A number of Trump’s early religious right backers came from the NAR, as they saw him as a vehicle by which they could take over the “seven mountains,” or forces, that influence our culture–business, education, family, religion, entertainment, media, and government. In other words, we have a wannabe fascist propped up by actual fascists.
So it should come as no surprise that when Enlow learned about Moore’s tweetstorm, he hit the ceiling. In an open letter to Moore posted to his Facebook page, Enlow told Moore to consider the possibility that God was using Trump as “His key instrument for this time.” He then proceeded to warn Moore against questioning that possibility, and explained that in doing so, she was treading on dangerous ground.

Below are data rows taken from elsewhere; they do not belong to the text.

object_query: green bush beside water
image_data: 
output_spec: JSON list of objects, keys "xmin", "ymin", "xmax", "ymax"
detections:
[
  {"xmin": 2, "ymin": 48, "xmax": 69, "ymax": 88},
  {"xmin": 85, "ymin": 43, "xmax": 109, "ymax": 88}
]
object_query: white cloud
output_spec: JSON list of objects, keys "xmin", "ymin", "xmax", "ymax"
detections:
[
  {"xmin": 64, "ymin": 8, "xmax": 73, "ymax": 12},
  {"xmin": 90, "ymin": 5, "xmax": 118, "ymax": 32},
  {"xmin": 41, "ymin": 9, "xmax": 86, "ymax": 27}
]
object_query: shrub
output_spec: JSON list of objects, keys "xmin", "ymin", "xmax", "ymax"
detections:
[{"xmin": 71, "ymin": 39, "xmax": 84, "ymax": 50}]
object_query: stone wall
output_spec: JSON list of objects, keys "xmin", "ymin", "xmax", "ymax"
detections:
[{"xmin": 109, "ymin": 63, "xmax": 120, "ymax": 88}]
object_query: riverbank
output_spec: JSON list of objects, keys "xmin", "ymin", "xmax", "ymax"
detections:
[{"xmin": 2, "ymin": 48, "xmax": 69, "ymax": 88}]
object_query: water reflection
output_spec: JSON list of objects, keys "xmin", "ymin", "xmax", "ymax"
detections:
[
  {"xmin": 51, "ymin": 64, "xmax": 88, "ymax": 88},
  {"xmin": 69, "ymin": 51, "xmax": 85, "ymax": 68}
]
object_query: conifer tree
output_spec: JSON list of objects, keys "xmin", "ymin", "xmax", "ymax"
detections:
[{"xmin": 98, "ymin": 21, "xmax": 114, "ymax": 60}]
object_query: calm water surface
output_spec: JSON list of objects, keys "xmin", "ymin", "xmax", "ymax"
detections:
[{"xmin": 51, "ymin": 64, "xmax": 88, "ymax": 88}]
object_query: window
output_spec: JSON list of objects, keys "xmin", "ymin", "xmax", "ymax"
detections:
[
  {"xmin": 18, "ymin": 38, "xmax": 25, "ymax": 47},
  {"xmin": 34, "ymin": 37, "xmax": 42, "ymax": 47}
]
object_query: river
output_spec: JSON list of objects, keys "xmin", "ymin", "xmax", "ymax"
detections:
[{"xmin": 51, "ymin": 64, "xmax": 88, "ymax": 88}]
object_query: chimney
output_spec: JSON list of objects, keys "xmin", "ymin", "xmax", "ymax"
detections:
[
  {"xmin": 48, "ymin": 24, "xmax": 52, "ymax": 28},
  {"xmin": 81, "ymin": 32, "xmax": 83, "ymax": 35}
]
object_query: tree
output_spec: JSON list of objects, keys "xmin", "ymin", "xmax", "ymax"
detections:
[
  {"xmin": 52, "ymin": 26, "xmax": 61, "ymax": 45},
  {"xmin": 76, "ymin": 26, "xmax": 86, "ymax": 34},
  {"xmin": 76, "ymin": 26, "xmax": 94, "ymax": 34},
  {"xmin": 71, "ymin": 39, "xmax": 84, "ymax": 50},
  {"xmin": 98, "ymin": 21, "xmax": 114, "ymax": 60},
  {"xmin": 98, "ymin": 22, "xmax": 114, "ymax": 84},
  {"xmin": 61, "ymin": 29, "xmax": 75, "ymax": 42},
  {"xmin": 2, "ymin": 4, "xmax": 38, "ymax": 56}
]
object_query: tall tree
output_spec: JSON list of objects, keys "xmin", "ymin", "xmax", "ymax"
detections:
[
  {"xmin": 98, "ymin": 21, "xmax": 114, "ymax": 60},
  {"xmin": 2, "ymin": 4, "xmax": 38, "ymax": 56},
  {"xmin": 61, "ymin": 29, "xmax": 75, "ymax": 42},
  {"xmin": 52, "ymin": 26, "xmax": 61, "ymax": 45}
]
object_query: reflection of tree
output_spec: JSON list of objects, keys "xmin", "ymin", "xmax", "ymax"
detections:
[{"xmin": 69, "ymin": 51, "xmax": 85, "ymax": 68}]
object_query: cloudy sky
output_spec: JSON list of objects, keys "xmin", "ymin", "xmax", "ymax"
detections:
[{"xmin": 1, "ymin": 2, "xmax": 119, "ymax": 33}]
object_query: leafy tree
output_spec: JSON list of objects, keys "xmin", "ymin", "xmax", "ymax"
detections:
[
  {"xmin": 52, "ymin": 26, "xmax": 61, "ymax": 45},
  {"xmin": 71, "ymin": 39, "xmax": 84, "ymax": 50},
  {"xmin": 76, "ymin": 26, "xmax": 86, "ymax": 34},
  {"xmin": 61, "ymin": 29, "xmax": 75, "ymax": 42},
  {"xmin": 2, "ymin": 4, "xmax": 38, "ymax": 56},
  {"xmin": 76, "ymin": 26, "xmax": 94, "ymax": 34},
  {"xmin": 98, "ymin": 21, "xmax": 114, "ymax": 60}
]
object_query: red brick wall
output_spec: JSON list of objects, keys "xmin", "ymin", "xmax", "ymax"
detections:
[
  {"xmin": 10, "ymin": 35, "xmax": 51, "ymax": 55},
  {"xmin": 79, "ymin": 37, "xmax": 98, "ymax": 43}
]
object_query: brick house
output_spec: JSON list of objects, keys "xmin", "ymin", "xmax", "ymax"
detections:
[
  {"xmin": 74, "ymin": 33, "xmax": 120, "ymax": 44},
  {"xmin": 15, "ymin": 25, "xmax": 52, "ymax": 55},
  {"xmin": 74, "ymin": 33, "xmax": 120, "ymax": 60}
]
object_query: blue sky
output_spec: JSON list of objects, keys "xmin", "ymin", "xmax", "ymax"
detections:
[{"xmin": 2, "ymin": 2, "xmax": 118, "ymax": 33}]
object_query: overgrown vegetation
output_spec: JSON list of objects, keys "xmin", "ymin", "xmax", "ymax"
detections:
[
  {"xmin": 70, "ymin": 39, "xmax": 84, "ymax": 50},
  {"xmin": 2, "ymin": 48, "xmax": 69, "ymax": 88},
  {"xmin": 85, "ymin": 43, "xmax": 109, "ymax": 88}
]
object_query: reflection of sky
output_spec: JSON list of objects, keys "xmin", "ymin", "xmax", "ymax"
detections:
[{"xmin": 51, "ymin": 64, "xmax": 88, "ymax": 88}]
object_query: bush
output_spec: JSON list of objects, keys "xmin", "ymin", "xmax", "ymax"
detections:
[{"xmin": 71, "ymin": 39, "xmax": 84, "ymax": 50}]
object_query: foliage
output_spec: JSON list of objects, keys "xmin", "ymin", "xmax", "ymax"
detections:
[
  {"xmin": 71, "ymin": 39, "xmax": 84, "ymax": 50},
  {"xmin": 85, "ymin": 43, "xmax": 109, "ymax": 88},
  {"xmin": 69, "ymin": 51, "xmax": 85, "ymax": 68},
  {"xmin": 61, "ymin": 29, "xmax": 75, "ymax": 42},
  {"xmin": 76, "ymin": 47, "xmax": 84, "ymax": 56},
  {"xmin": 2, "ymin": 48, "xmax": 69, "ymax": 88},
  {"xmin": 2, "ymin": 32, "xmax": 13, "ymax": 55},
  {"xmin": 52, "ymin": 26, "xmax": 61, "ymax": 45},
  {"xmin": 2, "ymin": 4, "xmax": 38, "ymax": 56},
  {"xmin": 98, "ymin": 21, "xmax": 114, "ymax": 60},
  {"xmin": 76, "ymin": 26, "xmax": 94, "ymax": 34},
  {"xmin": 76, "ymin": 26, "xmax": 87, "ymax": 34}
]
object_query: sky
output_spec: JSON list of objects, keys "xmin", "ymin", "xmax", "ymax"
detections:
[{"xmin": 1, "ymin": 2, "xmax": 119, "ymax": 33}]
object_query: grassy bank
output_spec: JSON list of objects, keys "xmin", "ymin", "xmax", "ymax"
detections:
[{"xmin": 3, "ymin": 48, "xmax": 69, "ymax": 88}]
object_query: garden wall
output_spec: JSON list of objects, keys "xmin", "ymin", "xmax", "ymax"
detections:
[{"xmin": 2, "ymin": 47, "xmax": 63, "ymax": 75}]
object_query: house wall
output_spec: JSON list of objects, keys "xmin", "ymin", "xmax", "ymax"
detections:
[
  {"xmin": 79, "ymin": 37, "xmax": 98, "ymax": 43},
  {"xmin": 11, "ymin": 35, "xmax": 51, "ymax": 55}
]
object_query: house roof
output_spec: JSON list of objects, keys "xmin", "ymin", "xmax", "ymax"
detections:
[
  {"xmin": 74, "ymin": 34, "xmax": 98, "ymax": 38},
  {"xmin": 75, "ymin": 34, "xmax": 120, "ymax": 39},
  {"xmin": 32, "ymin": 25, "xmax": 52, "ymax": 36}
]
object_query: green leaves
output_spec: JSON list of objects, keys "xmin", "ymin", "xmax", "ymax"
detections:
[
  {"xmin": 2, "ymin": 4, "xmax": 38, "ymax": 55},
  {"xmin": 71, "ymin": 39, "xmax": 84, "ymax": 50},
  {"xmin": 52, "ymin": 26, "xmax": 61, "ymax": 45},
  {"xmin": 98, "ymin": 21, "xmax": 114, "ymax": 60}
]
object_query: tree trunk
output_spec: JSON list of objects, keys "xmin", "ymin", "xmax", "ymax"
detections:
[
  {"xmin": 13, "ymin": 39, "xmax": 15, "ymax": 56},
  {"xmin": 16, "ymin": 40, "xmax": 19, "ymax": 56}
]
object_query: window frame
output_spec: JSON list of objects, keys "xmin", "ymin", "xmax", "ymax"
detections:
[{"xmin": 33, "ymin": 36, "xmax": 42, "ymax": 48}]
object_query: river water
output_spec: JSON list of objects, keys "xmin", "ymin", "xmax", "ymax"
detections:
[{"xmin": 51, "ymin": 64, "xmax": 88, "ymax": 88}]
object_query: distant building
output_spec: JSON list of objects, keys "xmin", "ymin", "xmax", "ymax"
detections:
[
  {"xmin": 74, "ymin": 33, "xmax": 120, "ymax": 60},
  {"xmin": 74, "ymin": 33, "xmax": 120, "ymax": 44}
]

Would it not be an egregious offense before Him for a leader in the Body of Christ such as yourself to not recognize that reality because of some personal wound, grudge, blindness or preference? And worse to then encourage other leaders towards similar mutiny equivalent?
To Enlow’s mind, Christians who oppose Trump are going down the same path that many others in the Bible did when they didn’t accept “who God sent as his key instrument” for their time. It led him to wonder, “Would not anyone championing “God” above honoring the leader this very God had chosen–actually be in rebellion to God?”
For Enlow, the answer to that question is a resounding yes. He warned Moore that she was “in resistance to God’s instrument of choice of the hour,” and that resistance was leading her to “champion foolishness against God.”
This sort of talk has been SOP in much of the evangelical world for four years, if not longer. If you go to a religious-right aligned church and you harbor even a few doubts about Trump, you’ve probably run smack dab into fatwas that opposing God’s “key instrument” is tantamount to opposing God himself. One of my friends, a left-leaning charismatic/Pentecostal like me, found this out the hard way. She was drummed out of the church where she’d spent her entire life because she supported Biden.
But there’s a good sign this bullying campaign didn’t work. According to exit polls, 72 percent of white evangelicals voted for Trump. As ludicrously high as that number is, that’s still a nine percent drop from his 2016 numbers. Given that Trump made little to no effort to broaden his base, even a small downtick in his base would have been lethal. As it turned out, the dropoff in white evangelical support for Trump is almost double Biden’s 4.8 point lead in the popular vote.
The numbers don’t lie, folks. Despite four years of ham-handed bullying, a significant portion of evangelicals looked at Trump and didn’t see a “key instrument” for God. They saw a man who ran this country like a crime boss. And contrary to what Enlow would have you believe, they weren’t rebelling against God. They were rebelling against a man who was a clear, present, and existential threat to the republic.